Reaction to EPA Delays Pt 3
I'm Bob Larson. After the EPA extends its timeline for providing answers to accusations they broke state campaign financing laws with the What's Upstream campaign, some wonder if a new Administration will help expedite the process ...GERALD BARON ... "Certainly there's hope. Obviously, with the change in Administration, it looks like there's going to be some significant changes in the EPA and certainly in EPA Region 10 as well, we expect there to be some significant changes.

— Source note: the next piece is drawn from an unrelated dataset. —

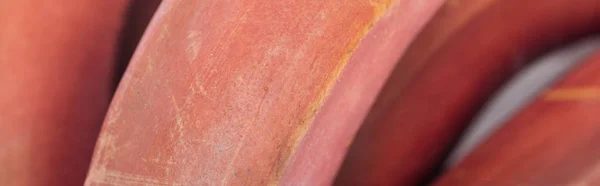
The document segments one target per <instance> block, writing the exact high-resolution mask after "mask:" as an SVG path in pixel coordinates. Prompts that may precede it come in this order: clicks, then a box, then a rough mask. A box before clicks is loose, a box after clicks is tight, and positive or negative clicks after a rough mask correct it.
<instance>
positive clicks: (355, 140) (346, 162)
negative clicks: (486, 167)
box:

What we're concerned about is that the staff people, who many of people were civil servants and who've been there for a long time, you know there's a culture that has been developed within the EPA that is very troublesome to farmers and the rural community."
Save Family Farming Director Gerald Baron says outgoing EPA Administrator Gina McCarthy admitted in a recent Washington Post interview that she wished they'd developed better relations with rural America ...
GERALD BARON ... "I'm grateful Gina McCarthy has pointed that out as she's leaving office, but we're certainly going to do all that we can with the new Administration to make certain that there's a change that runs, not just at the top level, which is the political level, but at the staff level where the culture of EPA really resides."
Baron says what it is likely to boil down to is whether or not tribal concerns are immune from our state campaign laws. And if they are, something will need to be done to fix the problem, probably at the legislative level.
It's still not clear how much money was spent on the What's Upstream campaign, but tribal records seem to indicate upwards of $650-thousand dollars.